Pressemitteilung

Bürgerpreis und Neujahrsempfang 2019

Gut gefüllt präsentierte sich die Burg Holtzbrinck beim Neujahresempfang am 13.01. Zahlreiche Bürgerinnen und Bürger sowie Vertreter aus Politik, Kirche, Vereinen und Verbänden waren der Einladung der Stadt Altena zum geselligen Miteinander gefolgt.

In seiner Ansprache gab Bürgermeister Dr. Hollstein einen Rückblick auf das vergangene Jahr 2018, welches er als „Jahr mit Höhen und Tiefen“ bezeichnete.
Ein wichtiges Anliegen war dem Bürgermeister, allen ehrenamtlich Tätigen seine Anerkennung auszusprechen. Sein besonderer Dank ging an die Feuerwehr, die bei der Bekämpfung der Brände im vergangenen Jahr  großartigen Einsatz gezeigt habe. Starken Beifall erntete Hollstein, als er eine Grillaktion als Ausdruck der Wertschätzung im kommenden Sommer ankündigte.

Den Problemen der Innenstadt entgegnete Hollstein mit dem Hinweis auf den immer dominierender werdenden Onlinehandel, der vor allen dem Einzelhandel in den kleineren Städten zu schaffen mache. Leider gäbe es bislang keine neuen und vielversprechenden Ansätze.

Erfreulich seien die positive finanzielle Entwicklung der Stadt mit einem Schuldenabbau von ca. 73 Mio. auf ca. 63 Mio. Euro, sowie die nach wie vor gute wirtschaftliche Lage, die sinkende Arbeitslosenquote und die hohe Nachfrage im Gewerbegebiet Rosmart. Zwar blieb die Gewerbesteuer mit ca. 8 Mio. Euro um 1 Mio. Euro hinter den Erwartungen, sei aber dennoch auf einem guten Niveau.
Weiterhin sprach der Bürgermeister von einem „qualitativen Rückgang“ der Einwohnerzahlen, da die Schrumpfung langsamer fortschreite als zuvor und in den Altersgruppen der 0- bis 18- und 30- bis 50-Jährigen 2016 und 2017 sogar Zuwächse zu verzeichnen seien. In diesem Zusammenhang agiere die Stadt Altena nun auch auf europäischer Ebene als Positivbeispiel für „gelungene Schrumpfung“.

„Es wird viel passieren“, prognostizierte Dr. Hollstein  in einem Ausblick auf 2019 und erwähnte zum Beispiel die Fertigstellung der Rad- und Fußgängerbrücke, den neuen Brandschutzbedarfsplan, die Erweiterung von Kindergärtenplätzen sowie die Verbesserung der lokalen Internetleistungen. 
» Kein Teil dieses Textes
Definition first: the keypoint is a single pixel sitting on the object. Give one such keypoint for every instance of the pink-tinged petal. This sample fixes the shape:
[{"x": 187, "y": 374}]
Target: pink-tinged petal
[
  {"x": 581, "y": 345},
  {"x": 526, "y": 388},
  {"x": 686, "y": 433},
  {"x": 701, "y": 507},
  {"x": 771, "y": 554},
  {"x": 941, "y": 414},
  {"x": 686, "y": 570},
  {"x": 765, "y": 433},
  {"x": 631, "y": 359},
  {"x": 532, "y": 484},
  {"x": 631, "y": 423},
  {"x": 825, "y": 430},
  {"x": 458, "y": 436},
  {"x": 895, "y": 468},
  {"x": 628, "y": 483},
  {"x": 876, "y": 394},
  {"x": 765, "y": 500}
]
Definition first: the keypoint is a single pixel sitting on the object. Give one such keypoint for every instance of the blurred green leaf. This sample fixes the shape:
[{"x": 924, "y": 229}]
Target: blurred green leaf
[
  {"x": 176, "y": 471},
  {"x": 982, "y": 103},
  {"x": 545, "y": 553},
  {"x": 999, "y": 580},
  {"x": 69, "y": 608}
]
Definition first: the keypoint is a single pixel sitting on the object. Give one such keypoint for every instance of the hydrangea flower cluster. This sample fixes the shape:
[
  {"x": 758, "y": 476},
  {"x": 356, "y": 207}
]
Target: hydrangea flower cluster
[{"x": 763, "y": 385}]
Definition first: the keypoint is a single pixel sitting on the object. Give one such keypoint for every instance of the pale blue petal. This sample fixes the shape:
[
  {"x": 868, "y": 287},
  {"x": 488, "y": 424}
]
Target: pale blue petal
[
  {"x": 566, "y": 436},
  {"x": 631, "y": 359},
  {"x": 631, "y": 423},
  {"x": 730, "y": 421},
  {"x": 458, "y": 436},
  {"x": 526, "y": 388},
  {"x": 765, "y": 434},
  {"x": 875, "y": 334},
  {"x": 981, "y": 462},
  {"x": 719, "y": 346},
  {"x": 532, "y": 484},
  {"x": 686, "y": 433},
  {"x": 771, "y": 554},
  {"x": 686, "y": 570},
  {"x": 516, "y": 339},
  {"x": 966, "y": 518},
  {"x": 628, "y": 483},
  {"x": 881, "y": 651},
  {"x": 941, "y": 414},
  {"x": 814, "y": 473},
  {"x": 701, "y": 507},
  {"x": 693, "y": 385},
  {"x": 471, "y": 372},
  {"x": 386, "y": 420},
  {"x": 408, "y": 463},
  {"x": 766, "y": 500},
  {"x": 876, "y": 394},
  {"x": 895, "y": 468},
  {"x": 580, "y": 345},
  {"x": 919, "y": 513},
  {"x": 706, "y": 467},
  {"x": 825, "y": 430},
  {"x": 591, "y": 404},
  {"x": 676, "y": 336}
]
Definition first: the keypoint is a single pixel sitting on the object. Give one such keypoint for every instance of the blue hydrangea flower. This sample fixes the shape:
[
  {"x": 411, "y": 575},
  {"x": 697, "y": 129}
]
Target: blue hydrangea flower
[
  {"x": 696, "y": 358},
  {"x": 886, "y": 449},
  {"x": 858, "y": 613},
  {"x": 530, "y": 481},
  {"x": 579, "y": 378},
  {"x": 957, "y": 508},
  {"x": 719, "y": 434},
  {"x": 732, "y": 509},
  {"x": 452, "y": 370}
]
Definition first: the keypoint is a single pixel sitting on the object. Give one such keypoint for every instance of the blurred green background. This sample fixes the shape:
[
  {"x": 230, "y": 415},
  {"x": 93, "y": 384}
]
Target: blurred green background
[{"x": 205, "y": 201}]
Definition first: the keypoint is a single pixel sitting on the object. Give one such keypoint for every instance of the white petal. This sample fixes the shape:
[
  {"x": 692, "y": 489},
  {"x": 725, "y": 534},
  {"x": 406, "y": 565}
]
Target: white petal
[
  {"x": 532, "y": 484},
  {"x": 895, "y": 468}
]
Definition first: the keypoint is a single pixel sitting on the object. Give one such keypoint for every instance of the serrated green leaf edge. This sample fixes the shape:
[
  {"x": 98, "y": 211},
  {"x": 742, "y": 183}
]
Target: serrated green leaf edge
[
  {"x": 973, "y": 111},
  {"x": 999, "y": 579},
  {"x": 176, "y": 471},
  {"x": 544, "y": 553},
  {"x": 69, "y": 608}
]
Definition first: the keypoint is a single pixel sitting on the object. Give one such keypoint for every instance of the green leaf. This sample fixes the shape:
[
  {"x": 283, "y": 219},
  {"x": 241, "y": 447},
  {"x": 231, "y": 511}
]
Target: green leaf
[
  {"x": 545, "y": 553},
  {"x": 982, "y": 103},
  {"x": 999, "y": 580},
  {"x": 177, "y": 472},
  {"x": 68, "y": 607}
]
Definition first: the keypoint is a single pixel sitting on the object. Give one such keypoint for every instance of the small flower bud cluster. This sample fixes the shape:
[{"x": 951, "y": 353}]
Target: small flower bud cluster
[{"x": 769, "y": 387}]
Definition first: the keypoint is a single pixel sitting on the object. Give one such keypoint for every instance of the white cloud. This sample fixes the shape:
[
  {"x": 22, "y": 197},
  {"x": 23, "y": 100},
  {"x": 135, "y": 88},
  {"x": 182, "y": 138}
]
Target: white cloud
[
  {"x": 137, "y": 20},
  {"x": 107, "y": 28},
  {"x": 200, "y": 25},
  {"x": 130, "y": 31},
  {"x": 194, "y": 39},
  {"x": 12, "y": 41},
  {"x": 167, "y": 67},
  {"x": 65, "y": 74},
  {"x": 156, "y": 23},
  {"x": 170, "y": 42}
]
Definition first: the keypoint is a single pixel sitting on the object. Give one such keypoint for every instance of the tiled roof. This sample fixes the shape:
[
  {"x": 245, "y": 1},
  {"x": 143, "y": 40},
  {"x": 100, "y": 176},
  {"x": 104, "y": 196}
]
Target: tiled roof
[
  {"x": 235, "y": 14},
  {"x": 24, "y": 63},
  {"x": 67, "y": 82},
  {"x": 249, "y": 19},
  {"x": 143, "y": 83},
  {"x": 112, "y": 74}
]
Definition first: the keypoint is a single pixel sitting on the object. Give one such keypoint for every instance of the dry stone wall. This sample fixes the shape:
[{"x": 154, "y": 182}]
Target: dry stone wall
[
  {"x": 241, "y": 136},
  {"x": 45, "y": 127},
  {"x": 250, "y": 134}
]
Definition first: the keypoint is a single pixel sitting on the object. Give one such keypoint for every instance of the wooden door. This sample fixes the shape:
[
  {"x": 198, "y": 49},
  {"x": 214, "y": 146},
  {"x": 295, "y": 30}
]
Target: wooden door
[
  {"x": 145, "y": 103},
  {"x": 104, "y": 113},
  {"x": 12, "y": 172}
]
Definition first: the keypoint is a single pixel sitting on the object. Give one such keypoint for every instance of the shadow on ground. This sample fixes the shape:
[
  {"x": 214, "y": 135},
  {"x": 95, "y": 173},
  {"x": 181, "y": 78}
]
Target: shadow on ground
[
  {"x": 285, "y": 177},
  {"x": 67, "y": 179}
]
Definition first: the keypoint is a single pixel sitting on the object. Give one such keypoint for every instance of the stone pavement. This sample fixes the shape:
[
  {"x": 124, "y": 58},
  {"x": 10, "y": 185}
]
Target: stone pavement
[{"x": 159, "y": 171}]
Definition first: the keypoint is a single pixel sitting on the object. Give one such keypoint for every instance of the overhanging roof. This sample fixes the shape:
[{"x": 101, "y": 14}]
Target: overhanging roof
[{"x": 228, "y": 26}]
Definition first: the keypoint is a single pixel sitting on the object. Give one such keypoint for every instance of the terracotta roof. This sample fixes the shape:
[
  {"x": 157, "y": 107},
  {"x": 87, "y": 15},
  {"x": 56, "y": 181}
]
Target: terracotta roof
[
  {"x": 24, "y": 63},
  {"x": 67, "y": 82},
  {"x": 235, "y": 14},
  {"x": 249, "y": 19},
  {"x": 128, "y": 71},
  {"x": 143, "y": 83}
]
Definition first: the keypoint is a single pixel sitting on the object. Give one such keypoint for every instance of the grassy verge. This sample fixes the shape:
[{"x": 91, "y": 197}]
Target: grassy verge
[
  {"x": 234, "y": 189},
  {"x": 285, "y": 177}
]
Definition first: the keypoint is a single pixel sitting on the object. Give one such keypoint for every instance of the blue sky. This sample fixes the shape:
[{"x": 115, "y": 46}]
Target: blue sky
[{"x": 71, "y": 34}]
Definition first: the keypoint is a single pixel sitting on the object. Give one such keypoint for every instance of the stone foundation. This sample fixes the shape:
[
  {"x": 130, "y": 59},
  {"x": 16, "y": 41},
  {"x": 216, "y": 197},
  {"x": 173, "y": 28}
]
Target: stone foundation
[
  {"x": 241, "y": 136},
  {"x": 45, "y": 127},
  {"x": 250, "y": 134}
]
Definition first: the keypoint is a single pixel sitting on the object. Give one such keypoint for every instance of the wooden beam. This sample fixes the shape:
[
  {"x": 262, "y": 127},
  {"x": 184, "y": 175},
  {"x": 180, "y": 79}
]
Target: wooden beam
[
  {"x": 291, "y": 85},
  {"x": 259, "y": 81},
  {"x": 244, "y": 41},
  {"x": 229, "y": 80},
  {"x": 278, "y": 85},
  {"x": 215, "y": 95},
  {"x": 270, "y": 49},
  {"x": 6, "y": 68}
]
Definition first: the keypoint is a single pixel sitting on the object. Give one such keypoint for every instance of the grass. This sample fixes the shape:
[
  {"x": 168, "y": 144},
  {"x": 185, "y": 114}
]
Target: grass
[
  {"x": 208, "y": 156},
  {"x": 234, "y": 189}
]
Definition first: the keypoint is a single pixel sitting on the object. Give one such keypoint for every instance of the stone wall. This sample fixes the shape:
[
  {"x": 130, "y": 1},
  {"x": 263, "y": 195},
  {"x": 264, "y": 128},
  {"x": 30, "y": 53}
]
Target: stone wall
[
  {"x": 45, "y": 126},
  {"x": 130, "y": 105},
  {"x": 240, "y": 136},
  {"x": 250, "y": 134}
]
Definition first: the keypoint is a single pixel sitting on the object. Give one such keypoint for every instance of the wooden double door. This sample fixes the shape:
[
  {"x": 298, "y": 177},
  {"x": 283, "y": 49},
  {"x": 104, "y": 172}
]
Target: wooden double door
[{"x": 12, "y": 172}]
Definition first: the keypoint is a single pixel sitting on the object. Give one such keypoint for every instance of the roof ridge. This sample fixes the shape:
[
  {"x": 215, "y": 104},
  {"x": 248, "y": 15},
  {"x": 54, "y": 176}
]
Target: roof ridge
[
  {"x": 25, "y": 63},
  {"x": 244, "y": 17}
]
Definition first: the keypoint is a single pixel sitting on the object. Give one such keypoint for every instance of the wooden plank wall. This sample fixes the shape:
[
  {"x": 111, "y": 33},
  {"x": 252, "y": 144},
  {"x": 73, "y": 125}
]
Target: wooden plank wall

„Machen Sie so weiter, wie die Altenaer das seit Jahren tuen.“, appellierte der Bürgermeister abschließend. „Streiten Sie, wenn es angebracht ist, aber behalten Sie dabei im Hinterkopf, dass das Gegenüber ein Mensch ist, mit dem man sich auseinandersetzen muss.“

Auch in diesem Jahr zeichnete die Stadt Altena beim Neujahrsempfang einen ehrenamtlich besonders engagierten Bürger mit dem traditionellen Bürgerpreis aus. Preisträger für das Jahr 2018 ist Friedrich-Wilhelm Klinke aus Evingsen, der als Presbyter in der evangelischen Kirche wirkte, 25 Jahre lang Zugführer im Springen sowie Mitglied des Ehrenrates war und sich als langjähriger Vorsitzender im Evingser Heimatverein nun unter Anderem um Hurk und Drahtrollenroute kümmert.
Sichtlich bewegt bedankte sich der frisch geehrte Bürgerpreisträger bei den Juroren, seinen Mitstreitern und insbesondere seiner Frau Margot als wichtigste Unterstützerin.

Musikalisch begleitet wurde der Neujahrsempfang von Ina Wohlgemuth und Volker Spitz mit Freunden. Wie in jedem Jahr sammelten auch die Sternsinger beim Neujahrsempfang wieder für Kinder in Armut –diesmal schwerpunktmäßig für Kinder mit Behinderung.